Ever since mom has started growing Broccoli in her kitchen garden, I get plenty of it each time I go home. During one of my recent visit, she gave me some gorgeous green veggies like spring onion, broccoli, fenugreek leaves, and spinach. I decided to make use of a few of these into this delicious soup.

Broccoli almond soup is a classic.
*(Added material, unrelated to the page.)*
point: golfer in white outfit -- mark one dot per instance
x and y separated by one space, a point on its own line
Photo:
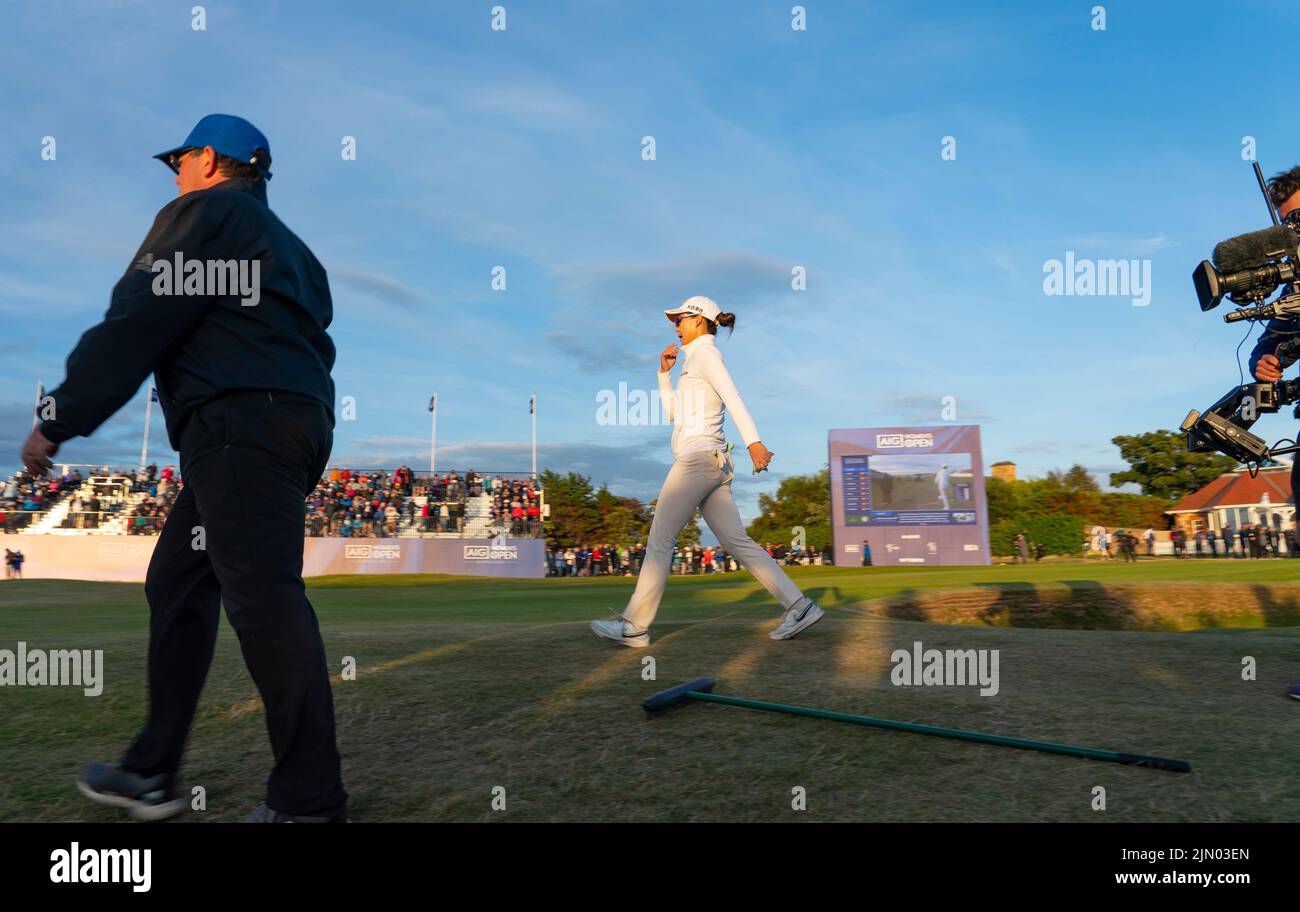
701 476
I added some spinach leaves to it to make it healthier and get a more beautiful green color.

Broccoli_Spinach_Almond_soup
Broccoli_Spinach_Almond_soup

Hope you have also seen the following winter special soup recipes:

  1.  Mushroom soup
  2.  Veg Clear soup
  3.  Tomato-Basil-Coconut soup

Here’s the recipe for the Broccoli-Spinach-Almond Soup:

PREPARATION TIME: 10 minutes
COOKING TIME: 20 minutes
SERVINGS: 4 cups
DIFFICULTY SCALE: Easy

INGREDIENTS: 

  1. Broccoli – 5 cups
  2. Spinach – ½ cup
  3. Almonds – 10
  4. Onion – 1, small
  5. Garlic – 2 cloves
  6. Milk – 1 cup
  7. Black pepper
  8. Olive oil – 1 tablespoon
  9. Salt – to taste

UTENSILS/EQUIPMENT:

  1. A wok/kadhai
  2. A blender

RECIPE:

  1. Soak the almonds in boiling water for about 30 minutes. Once they are done, remove the peel and keep them aside.
  2. In a nonstick kadhai, add a tablespoon of olive oil and add 2 crushed cloves of garlic to it.
  3. Then add finely chopped onion to it. Saute well for about 2-3 minutes till the onions turn translucent.
  4. Finely chop the broccoli florets and add them to the wok/kadhai and cover it with a lid for about 3-4 minutes.
  5. Roughly chop the spinach leaves and add them to the kadhai along with some salt.
  6. Let the veggies sweat for about 2 minutes or so. They should be cooked by now. If you feel that the veggies are not done, give them 2-3 additional minutes.
  7. Allow the veggies to cool for a few minutes.
  8. In a blender add the peeled and blanched almonds, and the cooked veggies and grind them into a smooth paste.
  9. Add a cup of milk into the same pan and allow it to come to a boil. Add the ground paste into it and mix well.
  10. Let the entire soup come to a boil. Add some freshly crushed black pepper on top and serve hot.